Pendant très longtemps, la pire des choses qui pouvait arriver à un citoyen lambda était de recevoir une convocation de la police. Mon Dieu ! Le pauvre bougre frémissait à l’idée de se rendre au poste et se demandait, tout de suite, s’il avait des chances d’en revenir. Le plus important, à ses yeux, n’était pas de savoir ce qu’on lui reprochait mais si quelqu’un connaissait quelqu’un qui pourrait le tirer d’affaire…
Cette peur n’a pas disparu, même si elle a été sensiblement adoucie par les quelques progrès effectués en matière de droits de l’homme. Elle n’est pourtant rien, comparée à la peur de recevoir une convocation de la justice. En dehors du poste de police, le tribunal est l’endroit où personne ne souhaite se retrouver. Parce que c’est exactement là, en ce lieu censé nous rendre justice, que l’on peut être victime de toutes les injustices. Le tribunal, dans l’imaginaire collectif, c’est la porte de la prison, le temple de la hogra, un véritable purgatoire dans lequel on vous range naturellement parmi les coupables.
Dans son expression la plus simple, le tribunal résume d’ailleurs à lui seul tout ce qui ne marche pas dans ce pays. Il y fait continuellement trop froid ou trop chaud. Vétuste, mal éclairé, surpeuplé, sans micro pour les plaidoiries et sans indication pour les visiteurs, le temps semble s’y être figé depuis trente, quarante ans. Les portraits de Hassan II, disparu depuis 13 ans, continuent d’être accrochés aux murs, et il faut croire qu’ils ont valeur d’avertissement. Attention : ici, rien n’a changé, rien n’a bougé. C’est les mêmes méthodes, les mêmes conditions de travail, le même traitement. Et la même peur qui vous habite du début à la fin de votre visite ! Nous sommes hors du temps et loin de tout. Nous sommes nulle part. Oubliez tout et n’entrez dans ce monde parallèle que si on vous pousse, de force.
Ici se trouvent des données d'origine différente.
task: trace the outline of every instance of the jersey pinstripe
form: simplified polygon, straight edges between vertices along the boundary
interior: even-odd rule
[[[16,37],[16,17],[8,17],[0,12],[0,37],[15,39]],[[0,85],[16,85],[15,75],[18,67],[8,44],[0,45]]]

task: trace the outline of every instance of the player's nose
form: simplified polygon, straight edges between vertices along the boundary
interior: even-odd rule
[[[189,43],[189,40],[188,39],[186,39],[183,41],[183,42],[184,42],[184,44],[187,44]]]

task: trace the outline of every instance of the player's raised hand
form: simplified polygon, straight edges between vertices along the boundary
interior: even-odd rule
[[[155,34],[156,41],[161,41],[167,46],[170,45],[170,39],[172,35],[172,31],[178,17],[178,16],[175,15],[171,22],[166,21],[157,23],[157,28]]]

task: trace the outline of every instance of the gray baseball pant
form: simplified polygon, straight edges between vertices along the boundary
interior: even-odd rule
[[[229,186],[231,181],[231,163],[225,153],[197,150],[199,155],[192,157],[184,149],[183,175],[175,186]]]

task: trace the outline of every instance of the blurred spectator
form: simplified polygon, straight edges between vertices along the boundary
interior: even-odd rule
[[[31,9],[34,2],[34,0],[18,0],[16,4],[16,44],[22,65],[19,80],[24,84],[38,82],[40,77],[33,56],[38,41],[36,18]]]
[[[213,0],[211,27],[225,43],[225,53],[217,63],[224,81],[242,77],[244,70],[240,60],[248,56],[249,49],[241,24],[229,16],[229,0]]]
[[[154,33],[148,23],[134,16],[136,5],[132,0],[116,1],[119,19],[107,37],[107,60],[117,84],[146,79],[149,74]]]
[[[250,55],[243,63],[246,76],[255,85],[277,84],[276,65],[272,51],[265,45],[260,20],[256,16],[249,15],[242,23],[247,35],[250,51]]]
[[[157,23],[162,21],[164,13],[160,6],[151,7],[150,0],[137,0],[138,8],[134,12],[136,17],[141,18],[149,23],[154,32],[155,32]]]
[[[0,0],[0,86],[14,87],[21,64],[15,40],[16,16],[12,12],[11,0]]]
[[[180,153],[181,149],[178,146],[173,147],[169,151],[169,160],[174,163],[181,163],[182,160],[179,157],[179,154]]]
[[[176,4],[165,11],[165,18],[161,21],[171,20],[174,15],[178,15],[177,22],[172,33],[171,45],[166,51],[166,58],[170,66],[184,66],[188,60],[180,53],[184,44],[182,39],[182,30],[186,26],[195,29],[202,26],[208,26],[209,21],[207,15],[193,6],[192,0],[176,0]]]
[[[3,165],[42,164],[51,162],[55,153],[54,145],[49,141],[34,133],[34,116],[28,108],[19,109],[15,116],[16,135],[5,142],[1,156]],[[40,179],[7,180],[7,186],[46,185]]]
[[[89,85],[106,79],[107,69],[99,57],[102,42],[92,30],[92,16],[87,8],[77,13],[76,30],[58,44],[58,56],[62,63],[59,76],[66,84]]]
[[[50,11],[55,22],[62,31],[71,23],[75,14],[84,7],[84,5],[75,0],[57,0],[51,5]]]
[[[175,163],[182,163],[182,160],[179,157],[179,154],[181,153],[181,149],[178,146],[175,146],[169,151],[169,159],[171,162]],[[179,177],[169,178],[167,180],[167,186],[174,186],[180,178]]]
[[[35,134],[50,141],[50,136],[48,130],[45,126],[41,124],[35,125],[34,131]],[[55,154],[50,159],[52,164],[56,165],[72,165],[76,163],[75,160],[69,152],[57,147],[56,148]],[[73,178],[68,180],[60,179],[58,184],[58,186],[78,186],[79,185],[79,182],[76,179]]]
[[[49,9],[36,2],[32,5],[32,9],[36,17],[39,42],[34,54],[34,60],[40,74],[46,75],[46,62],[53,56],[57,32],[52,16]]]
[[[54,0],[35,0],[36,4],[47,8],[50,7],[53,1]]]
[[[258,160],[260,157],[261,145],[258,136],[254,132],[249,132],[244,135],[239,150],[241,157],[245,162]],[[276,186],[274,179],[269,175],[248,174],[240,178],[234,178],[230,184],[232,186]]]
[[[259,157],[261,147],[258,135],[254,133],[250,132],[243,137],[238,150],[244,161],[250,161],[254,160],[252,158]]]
J’ouvre une parenthèse pour vous raconter, par l’anecdote, une expérience personnelle qui ne manquera pas d’éveiller des souvenirs chez certains parmi vous. C’était en 2005 et je devais comparaître dans une affaire liée aux délits de presse. Le rendez-vous est fixé à 13 heures, je suis présent à 13 heures, mais le juge décide de renvoyer l’affaire à 17 heures. A 17 heures, donc, j’apprends…que je viens d’être jugé par contumace ! Très bien. Le verdict ? Le juge l’a prononcé d’une voix inaudible et personne n’a compris. On m’explique vaguement que j’ai écopé, je cite, “d’une peine de prison avec sursis et d’une amende”. Combien ? Nul ne sait. Peut-on demander au juge, alors ? “Non, il faut demander au substitut du procureur”. Et il est là, le substitut ? “Non”. Il a un bureau ? “Oui, oui, là-haut, vous n’avez qu’à chercher !”. Et il sera quand même là, plus tard ? “Aucune idée, il faut attendre”. Et s’il ne vient pas, comment connaître le verdict ? “C’est votre problème, débrouillez-vous, au revoir et merci !”.
Cette belle histoire ressemble à des milliers d’autres, beaucoup plus cruelles, dans lesquelles le justiciable est traité comme un rat de laboratoire, une petite chose livrée au bon vouloir des autres. Pourquoi ? C’est ce que nous avons essayé de comprendre en listant 20 parmi les explications qui reviennent en boucle, quand il s’agit de pointer la “nullité” de la justice marocaine, ce royaume des inégalités, des discriminations et de toutes les étourderies possibles (Lire dossier » Pourquoi les marocains ont peur de la justice » en kiosque, publié Jeudi 31 Mai sur notre site Internet ). La question est d’actualité puisque la réforme de la justice figure parmi les priorités du gouvernement actuel. Le chantier est aussi vaste que le monde et tout ne peut pas être réglé en un claquement de doigts. Certes. Mais le plus important, aujourd’hui, est de comprendre que sans humanisation du tribunal, toutes les réformes, aussi coûteuses soient-elles, ne mèneront à rien.